Sunday, November 21, 2010

Muppets





It's been a long 25 years or so since they were the number one show across the world and that kind of infamy has a price to pay as its hard to live a more ordinary life in the public eye once you've scaled the dizzying heights of A list stardom. I did a little bit of investigative journalism and looked into what our old furry friends are up to now.
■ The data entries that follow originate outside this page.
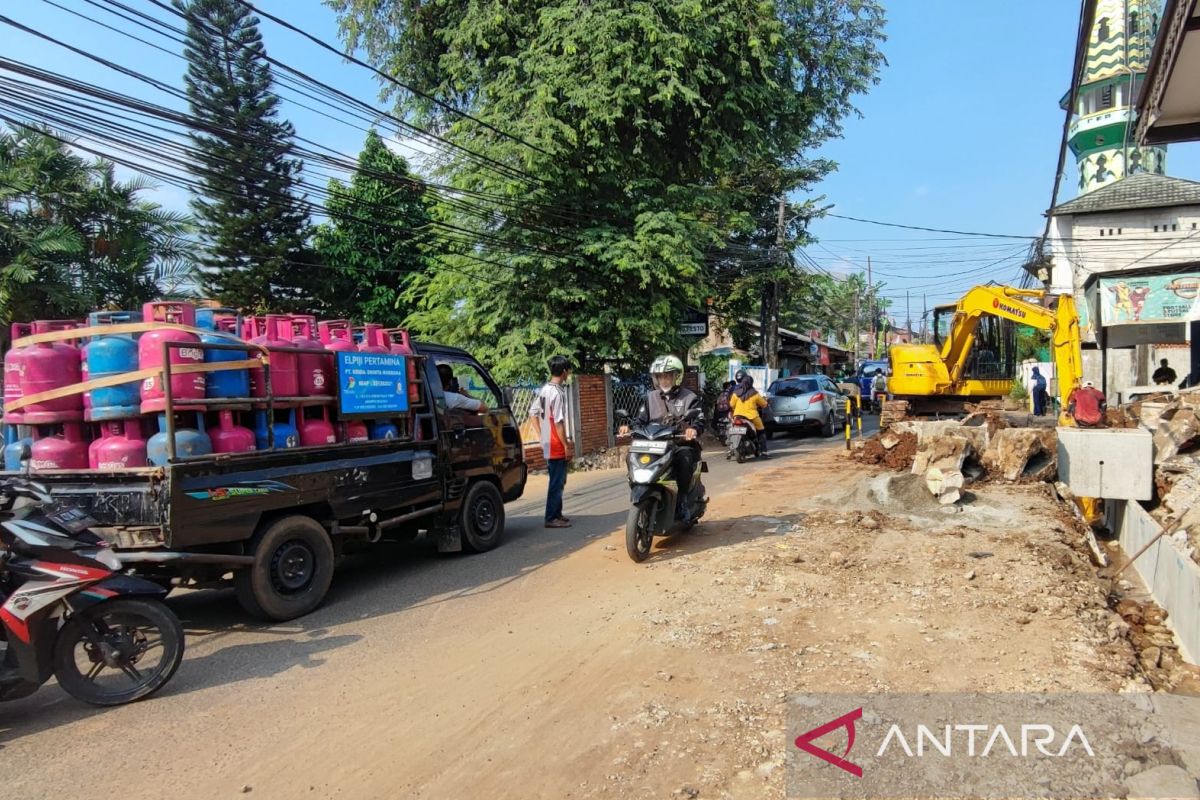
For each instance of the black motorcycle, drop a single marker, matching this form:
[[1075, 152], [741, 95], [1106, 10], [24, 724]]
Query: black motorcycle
[[70, 612], [653, 491], [743, 440]]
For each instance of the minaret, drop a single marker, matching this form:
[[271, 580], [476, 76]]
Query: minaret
[[1102, 130]]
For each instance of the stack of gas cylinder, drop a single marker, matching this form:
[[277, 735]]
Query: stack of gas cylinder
[[125, 425]]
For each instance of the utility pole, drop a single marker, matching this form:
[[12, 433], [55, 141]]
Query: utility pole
[[856, 328], [907, 314], [924, 318], [771, 294], [870, 302]]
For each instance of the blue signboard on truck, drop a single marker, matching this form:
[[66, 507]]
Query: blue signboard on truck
[[371, 384]]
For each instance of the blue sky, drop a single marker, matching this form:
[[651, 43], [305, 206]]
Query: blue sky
[[961, 132]]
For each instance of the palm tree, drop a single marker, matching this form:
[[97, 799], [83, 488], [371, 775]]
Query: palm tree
[[73, 238]]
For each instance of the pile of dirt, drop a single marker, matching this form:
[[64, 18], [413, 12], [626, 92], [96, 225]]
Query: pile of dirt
[[897, 457]]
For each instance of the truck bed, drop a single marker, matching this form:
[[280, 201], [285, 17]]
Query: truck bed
[[219, 499]]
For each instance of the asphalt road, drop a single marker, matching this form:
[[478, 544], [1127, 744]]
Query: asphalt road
[[381, 596]]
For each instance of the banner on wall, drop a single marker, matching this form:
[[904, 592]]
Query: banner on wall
[[1150, 299]]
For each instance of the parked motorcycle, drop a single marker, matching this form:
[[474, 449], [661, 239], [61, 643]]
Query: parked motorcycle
[[653, 491], [67, 611], [743, 440]]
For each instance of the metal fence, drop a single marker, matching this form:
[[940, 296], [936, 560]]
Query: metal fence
[[520, 398], [627, 396]]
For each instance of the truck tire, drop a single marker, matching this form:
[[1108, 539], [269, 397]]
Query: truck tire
[[292, 571], [481, 517]]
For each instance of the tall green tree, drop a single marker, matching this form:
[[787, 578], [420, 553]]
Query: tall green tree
[[657, 130], [376, 238], [75, 239], [252, 221]]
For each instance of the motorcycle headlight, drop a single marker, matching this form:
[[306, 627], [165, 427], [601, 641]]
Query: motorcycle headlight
[[643, 475]]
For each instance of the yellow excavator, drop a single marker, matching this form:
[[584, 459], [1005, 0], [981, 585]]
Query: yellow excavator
[[976, 356], [973, 356]]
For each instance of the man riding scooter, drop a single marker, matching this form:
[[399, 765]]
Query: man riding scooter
[[669, 403]]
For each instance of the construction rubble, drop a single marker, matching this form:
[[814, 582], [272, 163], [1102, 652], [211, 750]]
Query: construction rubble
[[949, 455]]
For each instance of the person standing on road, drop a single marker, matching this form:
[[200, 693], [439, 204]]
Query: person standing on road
[[1039, 394], [672, 403], [1086, 405], [747, 403], [1164, 374], [550, 407]]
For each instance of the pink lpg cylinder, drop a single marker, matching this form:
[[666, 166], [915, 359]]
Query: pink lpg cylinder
[[316, 431], [229, 437], [66, 450], [335, 336], [47, 366], [316, 370], [184, 388], [275, 334], [373, 340], [13, 370], [120, 446]]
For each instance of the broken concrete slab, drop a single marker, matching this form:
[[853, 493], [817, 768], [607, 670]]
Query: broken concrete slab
[[1179, 431], [1023, 453]]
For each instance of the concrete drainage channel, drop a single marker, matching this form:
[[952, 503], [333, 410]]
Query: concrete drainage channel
[[946, 457]]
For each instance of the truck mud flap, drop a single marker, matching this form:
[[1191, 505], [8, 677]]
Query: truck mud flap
[[449, 539]]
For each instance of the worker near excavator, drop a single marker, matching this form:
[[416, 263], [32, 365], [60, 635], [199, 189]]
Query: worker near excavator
[[1039, 392], [1086, 405]]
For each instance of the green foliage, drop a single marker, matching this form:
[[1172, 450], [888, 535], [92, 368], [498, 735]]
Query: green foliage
[[251, 222], [376, 238], [663, 132], [75, 239], [828, 304], [717, 372]]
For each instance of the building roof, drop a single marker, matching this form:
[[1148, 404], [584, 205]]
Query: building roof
[[1141, 191]]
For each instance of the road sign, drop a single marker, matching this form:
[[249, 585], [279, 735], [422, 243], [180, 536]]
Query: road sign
[[694, 323], [373, 384]]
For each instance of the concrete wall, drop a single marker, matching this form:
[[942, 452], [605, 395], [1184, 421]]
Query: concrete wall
[[1120, 373], [1173, 578], [1080, 251]]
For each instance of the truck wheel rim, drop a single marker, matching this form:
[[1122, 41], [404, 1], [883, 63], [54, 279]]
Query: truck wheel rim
[[484, 516], [292, 566]]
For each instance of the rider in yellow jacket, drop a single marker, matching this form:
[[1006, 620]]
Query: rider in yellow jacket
[[747, 403]]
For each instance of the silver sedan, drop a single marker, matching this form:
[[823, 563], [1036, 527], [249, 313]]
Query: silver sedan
[[805, 403]]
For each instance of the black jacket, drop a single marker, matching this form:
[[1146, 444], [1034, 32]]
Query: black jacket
[[666, 408]]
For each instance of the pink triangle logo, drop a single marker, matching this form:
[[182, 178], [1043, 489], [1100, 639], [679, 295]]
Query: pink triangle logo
[[804, 741]]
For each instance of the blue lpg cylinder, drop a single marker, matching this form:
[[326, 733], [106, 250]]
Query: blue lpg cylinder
[[382, 429], [287, 435], [12, 445], [113, 355], [189, 441], [223, 383]]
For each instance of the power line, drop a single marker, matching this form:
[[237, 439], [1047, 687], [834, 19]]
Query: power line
[[387, 77], [936, 230]]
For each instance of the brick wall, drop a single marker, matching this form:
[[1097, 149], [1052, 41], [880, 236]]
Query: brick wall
[[593, 417]]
Those of a fragile emotional attachment to their youth should probably stop reading now.
Kermit lives in a one bed Pad in Manhattan. Its on Broadway but not the bright lighted end as one might imagine, but the lower half where his small corner apartment, bought with his last big royalty check, overlooks the Washington Square Park where he likes to stare down at the fake watch sellers and the shady drug deals going down in the shadows of late night New York.
His outgoing nature sadly faded with the death of his partner and long time collaborator Jim, and he now cuts a reclusive and disenfranchised character as he sits in his dimly lit apartment in his tatty lazyfrog chair, flicking through the pages of Variety magazine to see who from the old circuit has passed away.
He now passes through the busy streets with minimal interruption, as the flashing bulbs of yesteryear are now replaced with the florescent street signs of all-you-can-eat buffets and late night peep shows. This picture was taken as we passed the NBC studios tour shop window and I think it paints a very powerful picture of a lonely performer that used to be in the living room of every child in the world on a weekly basis but who's fractured heart simply gave up when he lost his beloved Jim to cancer and then Fozzie's overdose coming so soon after.
I caught up with Rolf in Boston, where he now plays piano into the early hours of the morning at Ray's Late Night Liquor Emporium. He doesn't like to talk about the old times much but if a stranger puts enough money in the jar or enough whiskey in his glass, he can still recount a story or two from those heady days when the house lights went up.
It's a long way from Miss Piggy's current stint in Las Vegas, bolstered by the now infamous sex tape and her rebirth into internet stardom from the huge Fan-base in Japan.
The rest of the gang were harder to find but from bits and pieces I managed to scrape together news of the others. Scooter now runs a reasonably successful IT company in San Francisco where he lives with his husband Raul. Swedish Chef is now sous chef at Jamie Oliver's 15 but spend his nights I'm told, throwing darts at pictures of his blubber lipped boss and finding new and dangerous ways to destroy his multitude of condescending cook books.
We all know Sam the American Eagle is still recovering from the stroke he had after the whole scandal of the unsavoury images they found on his hard drive whilst he was running for governor or California but the massive success of Sweetum's online dating business for the oversized was a welcome high point in this troubled age.
 
Whilst you'll still see Gonzo now and again on Letterman or Leno, you'd have to say the sparkle has dulled from seeing him eat a rubber tyre to the sounds of Flight of the Bumblebee for the 73rd time.
 
Many column inches have been filled with the off the rails antics of Animal, and most could honestly say they saw him heading the same way as the late great Fozzie but after the Doctors had finally correctly diagnosed his ADHD, and with the help of Ritolin to suppress his outbursts, he know currently resides as an Executive Office Manager at Waldorf & Statler after being offered the role by two elderly gentlemen that used to come to watch the show on occasion. On team nights out, all the staff are often entertained by his tall tales of rock'n'roll band life.
Dr Teeth now runs a studio in the Valley churning out a steady stream of new Disney channel ready teen tripe for the masses, with old hands from the electric mayhem still wheeled in to lay down the hollowed teenybob nonsense we get bombarded with on a daily basis.
 
Dr Bunsen and Beaker now own nearly half of the San Fernando Valley real estate market after the success of selling their infamous discovery Viagra to Phizer in the early nineties and their faces regularly look down on you from the billboards of downtown LA.
 
The rumours of a reunion seem to hang constantly in the air but nothing ever seems to come to light for a major project but as Kermit told me on our last meeting "People may have come and gone but the memories of those nights behind the red velvet curtain will live on for eternity."

So until it's again time to start the music or light the lights this is Goodnight for now.